How to Frame Antique Maps

By Hobbies, Games & Toys Editor

If you are the proud owner of a rare, antique map and want to display your valuable find in your home, consider framing it. Professional framing of antique maps allows for the tasteful display of your map and can help protect it from damaging elements.

Decide if it is a good idea to frame the map. Although framing is often considered to be a source of protection, framing an especially valuable antique map may work to its detriment since the map will be exposed to more elements like temperature fluctuations and light sources than if it were stored.

Restore or repair an antique map. Touch up an antique map before you frame it. Repairing or restoring your antique map after it has been framed may result in you having to pay to frame the map again.

Find a framer who specializes in preserving historical documents. It's important to choose a framer who is located in your town; ordering framing services over the Internet is not advisable because there is no way to check the framer's work before you put in your order.

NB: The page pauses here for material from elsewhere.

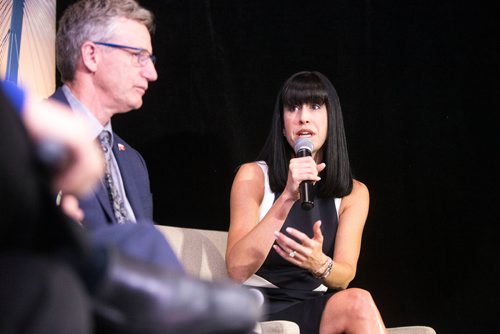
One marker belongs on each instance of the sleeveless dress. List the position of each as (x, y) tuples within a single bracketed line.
[(292, 292)]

Visit the framer and check his work. Inquire about framing processes and pricing. Talk about the particulars of the antique map and how you want the antique map framed.

Choose frames that are either made of wood or metal. Ask for materials that prevent acidic contact and transference. Wooden rabbets lined with aluminum or polyester tapes and acrylic adhesives can save an antique map from being damaged.

Request to see the framing materials. Make sure that brads or pins are used to mount the map on its backboard. The use of adhesive tapes could damage portions of the map. Ask about moisture guard options. Usually, framers use polyester film or polypropylene when framing to prevent moisture from entering the frame after it is hung. Inquire about acrylics that help prevent ultraviolet light from coming into contact with the antique map.

Customize the frame, if you find it suitable or necessary. Some framers customize using double and triple mats, V-grooves and French-matting at an additional cost.

Allow time for the antique map to be framed. Three weeks is not an uncommon amount of time to wait for the map to be framed.

Create a small pocket and card to contain the map's details. Write the map's date, provenance, atlas and the cartographer's name on the card. Attach the pocket and its card to the back of the map's frame so that you can be reminded of its details. You may also choose to display the map's details by other means. Choosing the details' display, much like the framing, is up to you.

Hang the newly framed antique map in a place that is cool, dry and away from direct sunlight. Consider regularly switching the placement of the framed maps so that the maps have equal exposure to the same elements in the room.

Warning

Never hang framed maps in attics, basements, bathrooms, above heat sources or in places that use florescent lighting or are exposed to direct sunlight. Due to the delicate nature and value of antique maps, framing should only be done by a professional. While do-it-yourself methods are always an option, it is best not to risk damaging your antique map while attempting to frame it.